Training new model using annotations from ner.manual

Hi,

I’m using customized ner.manual recipe to annotate sentences in the article which I think are the most relevant. I have a dataset with the annotations (that I get after using my recipe) but I’m not sure how can I use it to train the en_core_web_lg model so it can pick for me if the article is important or not, and if it is suggest the relevant sentences?

I tried using terms.to-patterns to create pattern file, but it returns the whole text of the document rater than the selected sentences.

If you’re annotating at the sentence level, you should really try using the textcat recipes instead of the NER recipes. The NER model doesn’t really have good features for the internal structure of the span — it reads the text one word at a time, and tries to predict the start and end positions.

After you’ve trained the model to predict the importance label, you can then use it to filter sentences for further processing, e.g. if you have more entity type labels you want to apply.

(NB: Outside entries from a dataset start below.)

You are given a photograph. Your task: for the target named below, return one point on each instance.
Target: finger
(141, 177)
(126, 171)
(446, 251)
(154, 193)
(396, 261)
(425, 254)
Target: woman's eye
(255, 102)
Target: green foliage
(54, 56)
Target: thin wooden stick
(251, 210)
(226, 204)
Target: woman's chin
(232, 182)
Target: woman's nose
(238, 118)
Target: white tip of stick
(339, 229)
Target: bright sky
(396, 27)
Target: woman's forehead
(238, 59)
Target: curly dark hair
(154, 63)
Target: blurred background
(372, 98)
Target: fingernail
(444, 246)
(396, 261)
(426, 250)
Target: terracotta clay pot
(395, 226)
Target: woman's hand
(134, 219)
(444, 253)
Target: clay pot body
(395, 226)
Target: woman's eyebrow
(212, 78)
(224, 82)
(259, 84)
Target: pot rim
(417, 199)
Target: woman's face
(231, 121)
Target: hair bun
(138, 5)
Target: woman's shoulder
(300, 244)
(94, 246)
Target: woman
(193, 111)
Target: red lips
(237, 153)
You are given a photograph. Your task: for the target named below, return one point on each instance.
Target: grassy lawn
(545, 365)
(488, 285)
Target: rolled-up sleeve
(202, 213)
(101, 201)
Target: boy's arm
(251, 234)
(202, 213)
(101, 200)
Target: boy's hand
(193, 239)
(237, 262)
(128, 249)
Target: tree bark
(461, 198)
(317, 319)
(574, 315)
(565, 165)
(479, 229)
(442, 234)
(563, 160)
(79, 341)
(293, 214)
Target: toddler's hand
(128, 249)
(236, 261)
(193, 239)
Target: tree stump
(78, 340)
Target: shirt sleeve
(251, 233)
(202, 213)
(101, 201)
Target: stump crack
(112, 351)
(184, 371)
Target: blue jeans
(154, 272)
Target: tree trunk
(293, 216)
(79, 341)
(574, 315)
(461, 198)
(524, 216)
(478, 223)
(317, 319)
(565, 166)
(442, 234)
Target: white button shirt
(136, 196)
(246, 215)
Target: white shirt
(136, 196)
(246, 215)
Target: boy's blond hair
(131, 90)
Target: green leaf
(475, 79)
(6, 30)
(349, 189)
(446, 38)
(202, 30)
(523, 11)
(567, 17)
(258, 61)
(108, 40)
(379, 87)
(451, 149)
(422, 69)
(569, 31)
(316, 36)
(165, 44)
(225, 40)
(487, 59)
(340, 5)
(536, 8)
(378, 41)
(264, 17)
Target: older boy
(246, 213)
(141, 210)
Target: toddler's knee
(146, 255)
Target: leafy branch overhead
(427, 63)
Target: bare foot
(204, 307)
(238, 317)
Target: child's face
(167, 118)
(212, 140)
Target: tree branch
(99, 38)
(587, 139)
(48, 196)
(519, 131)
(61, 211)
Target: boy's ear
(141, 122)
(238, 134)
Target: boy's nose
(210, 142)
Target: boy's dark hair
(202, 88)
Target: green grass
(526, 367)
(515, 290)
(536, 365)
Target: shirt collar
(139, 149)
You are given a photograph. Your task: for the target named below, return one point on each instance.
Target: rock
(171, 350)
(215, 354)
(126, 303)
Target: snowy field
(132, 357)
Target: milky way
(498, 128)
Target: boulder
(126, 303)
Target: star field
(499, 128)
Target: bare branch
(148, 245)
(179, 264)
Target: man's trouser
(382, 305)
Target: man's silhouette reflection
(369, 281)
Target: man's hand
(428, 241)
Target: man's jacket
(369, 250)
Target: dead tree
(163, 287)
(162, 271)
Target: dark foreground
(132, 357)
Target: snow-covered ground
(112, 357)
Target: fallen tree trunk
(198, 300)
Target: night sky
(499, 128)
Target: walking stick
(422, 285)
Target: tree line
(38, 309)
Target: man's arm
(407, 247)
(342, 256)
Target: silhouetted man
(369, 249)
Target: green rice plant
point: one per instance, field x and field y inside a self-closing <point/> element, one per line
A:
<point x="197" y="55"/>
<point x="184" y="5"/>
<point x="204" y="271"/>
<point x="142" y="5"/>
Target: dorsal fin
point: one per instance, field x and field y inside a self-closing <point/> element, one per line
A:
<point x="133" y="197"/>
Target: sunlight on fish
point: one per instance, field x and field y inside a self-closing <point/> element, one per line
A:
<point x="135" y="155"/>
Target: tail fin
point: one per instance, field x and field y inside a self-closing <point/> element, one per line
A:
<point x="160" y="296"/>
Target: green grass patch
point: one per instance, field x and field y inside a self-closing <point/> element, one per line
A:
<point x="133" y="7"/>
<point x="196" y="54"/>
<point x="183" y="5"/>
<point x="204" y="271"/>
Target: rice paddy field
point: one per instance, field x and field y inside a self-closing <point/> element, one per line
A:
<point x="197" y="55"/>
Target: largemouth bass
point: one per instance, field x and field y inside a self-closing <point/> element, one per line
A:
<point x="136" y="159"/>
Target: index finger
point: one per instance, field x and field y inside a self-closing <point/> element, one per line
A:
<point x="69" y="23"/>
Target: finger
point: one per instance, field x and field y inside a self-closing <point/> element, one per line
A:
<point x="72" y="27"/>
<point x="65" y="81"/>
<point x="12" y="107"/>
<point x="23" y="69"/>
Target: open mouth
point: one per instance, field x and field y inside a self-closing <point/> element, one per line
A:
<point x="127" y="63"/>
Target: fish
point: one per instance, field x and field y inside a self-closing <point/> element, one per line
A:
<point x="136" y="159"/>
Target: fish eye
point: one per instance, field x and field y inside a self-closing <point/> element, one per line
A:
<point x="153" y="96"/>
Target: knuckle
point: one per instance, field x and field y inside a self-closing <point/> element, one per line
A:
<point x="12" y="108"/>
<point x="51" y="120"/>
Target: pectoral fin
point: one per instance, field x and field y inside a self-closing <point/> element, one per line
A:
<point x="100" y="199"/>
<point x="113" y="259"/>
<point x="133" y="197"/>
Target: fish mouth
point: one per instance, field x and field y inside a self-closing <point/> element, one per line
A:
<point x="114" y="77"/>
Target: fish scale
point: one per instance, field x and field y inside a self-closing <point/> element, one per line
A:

We’re planning to write a more detailed guide about this, but I think a common difficulty people have with NLP is that a lot of the most important decisions are about how to break your application needs down into some set of learning problems. For instance, in your case you’ve seen that you need labelled spans, where the spans are sentences and the label is “is it important?”. The NER model takes text and outputs labelled spans – so it seems like a natural choice! However, there are other possible solutions, especially by composing rule-based and ML approaches.

If you know the spans will be sentences, then the learning problem can be much easier if you impose that constraint upfront, since sentences are reasonably easy to detect. This makes the learning problem much easier: the model only has to learn the importance label, instead of having to learn the label jointly with the definition of a sentence. The joint approach takes a lot more data to train, because the model has to get two pieces of information correct at once. While it’s still making errors on the sentence boundaries, it can’t tell that it’s making progress on the importance labelling, and vice versa.

Thank you for your reply!

I’m still not entirely sure how should I approach my problem.

I’m only using 1 label, lets say IMPORTANT and I have a bunch of articles that contain certain key words that might have more than one meaning, such as “target”. At the moment I’m using ner.manual to display the whole body of the article. If article relates to “target” as a company and contains some relevant informations (e.g. latest profits etc. ) I label the relevant sentences (not the whole text) as IMPORTANT and chose accept, however when I come across irrelevant document (regarding “target” in other context than company name) I simply click reject. I would like to be able to train the model so in the future it can filter the relevant articles automatically and pick the important sentences for me.

Do I understand you correct, should it be split into 2 separate tasks? First picking the relevant document and then picking the important sentence?